Pablo de Ambrosio

Personal information
- Full name: Pablo Sebastián de Ambrosio Olivera
- Date of birth: 16 May 1981 (age 45)
- Place of birth: Montevideo, Uruguay
- Position: Forward

Team information
- Current team: Cerrito (manager)

Youth career
- Years: Team
- Central Español

Managerial career
- 2023–2024: Central Español (youth)
- 2024: Central Español (assistant)
- 2024–2026: Central Español
- 2026–: Cerrito

= Pablo de Ambrosio =

Uruguayan football manager (born 1981)

Pablo Sebastián de Ambrosio Olivera (born 16 May 1981) is a Uruguayan football manager, currently in charge of Cerrito.

==Career==
Born in Montevideo, de Ambrosio played for the youth categories of Central Español, but retired before making a professional debut. The son of Agustín de Ambrosio, a former president of the club, he started to manage the under-19 team in 2023.
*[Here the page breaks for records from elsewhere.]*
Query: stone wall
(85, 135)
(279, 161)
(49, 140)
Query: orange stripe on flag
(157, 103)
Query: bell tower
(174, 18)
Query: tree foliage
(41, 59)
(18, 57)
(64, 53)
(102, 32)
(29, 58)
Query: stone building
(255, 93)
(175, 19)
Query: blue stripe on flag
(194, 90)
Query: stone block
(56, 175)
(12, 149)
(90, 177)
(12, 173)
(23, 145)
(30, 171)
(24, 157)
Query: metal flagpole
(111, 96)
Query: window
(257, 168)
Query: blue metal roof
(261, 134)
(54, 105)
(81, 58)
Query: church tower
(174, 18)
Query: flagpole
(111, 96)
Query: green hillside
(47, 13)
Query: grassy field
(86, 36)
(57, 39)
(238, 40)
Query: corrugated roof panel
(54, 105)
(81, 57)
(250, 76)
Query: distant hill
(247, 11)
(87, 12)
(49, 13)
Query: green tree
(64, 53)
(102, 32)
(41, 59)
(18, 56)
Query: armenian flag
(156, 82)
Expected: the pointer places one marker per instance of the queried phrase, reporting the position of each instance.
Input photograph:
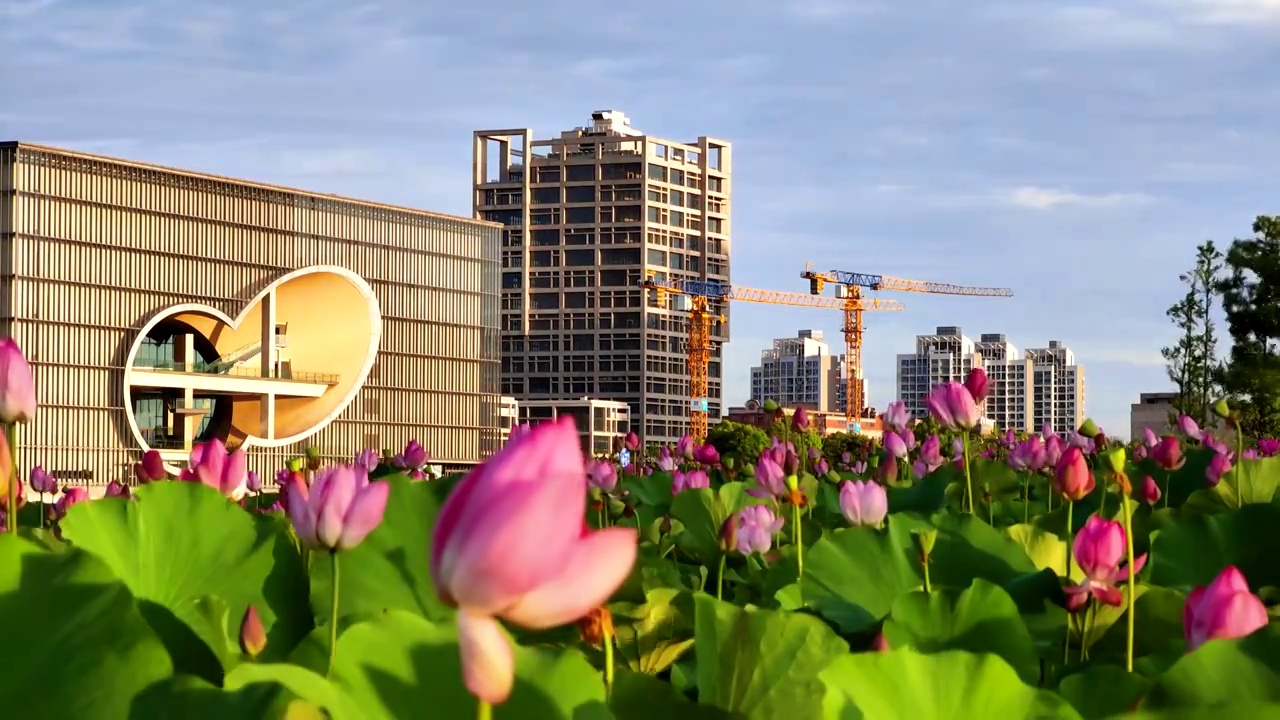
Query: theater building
(160, 308)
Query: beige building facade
(1042, 386)
(800, 370)
(585, 217)
(161, 308)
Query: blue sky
(1073, 151)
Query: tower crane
(695, 297)
(849, 291)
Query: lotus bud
(1221, 409)
(728, 534)
(924, 541)
(1115, 459)
(252, 634)
(1088, 429)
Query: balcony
(232, 381)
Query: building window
(580, 173)
(545, 195)
(580, 215)
(580, 194)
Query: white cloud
(1047, 199)
(1232, 12)
(1123, 355)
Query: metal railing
(210, 369)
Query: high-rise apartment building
(1057, 388)
(588, 214)
(800, 370)
(1042, 386)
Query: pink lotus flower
(603, 475)
(369, 459)
(210, 464)
(1223, 610)
(484, 563)
(1073, 477)
(412, 458)
(954, 408)
(41, 482)
(339, 509)
(117, 488)
(757, 524)
(1150, 438)
(1150, 491)
(1189, 428)
(17, 387)
(896, 417)
(151, 468)
(769, 478)
(977, 384)
(1100, 551)
(69, 497)
(685, 447)
(1054, 449)
(929, 458)
(693, 479)
(707, 455)
(252, 636)
(863, 502)
(1028, 456)
(1217, 466)
(895, 446)
(1168, 454)
(666, 463)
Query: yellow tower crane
(849, 291)
(695, 297)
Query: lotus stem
(12, 509)
(1130, 582)
(720, 579)
(1066, 643)
(607, 636)
(798, 540)
(333, 616)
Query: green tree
(741, 442)
(1251, 300)
(1192, 361)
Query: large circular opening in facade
(165, 415)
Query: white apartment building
(1057, 387)
(1042, 386)
(800, 370)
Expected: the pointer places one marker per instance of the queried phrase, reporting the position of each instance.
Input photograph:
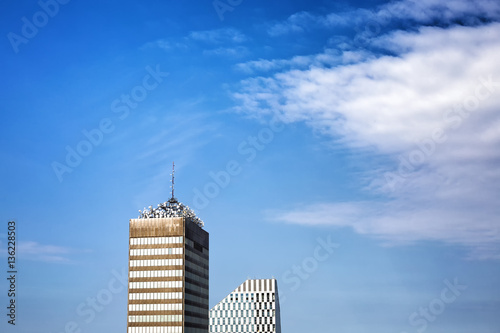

De Ambrosio was an assistant of the main squad for a brief period in 2024, before being appointed manager of the club in the Primera División Amateur on 24 December of that year. He led the club to a promotion to the Segunda División, before achieving a second consecutive promotion to the Primera División – Central returned to the top tier after 12 years – in the 2025 season.

In November 2025, de Ambrosio was confirmed as manager of Central for the 2026 campaign. On 9 May of that year, however, he was sacked, and took over Cerrito on 18 June.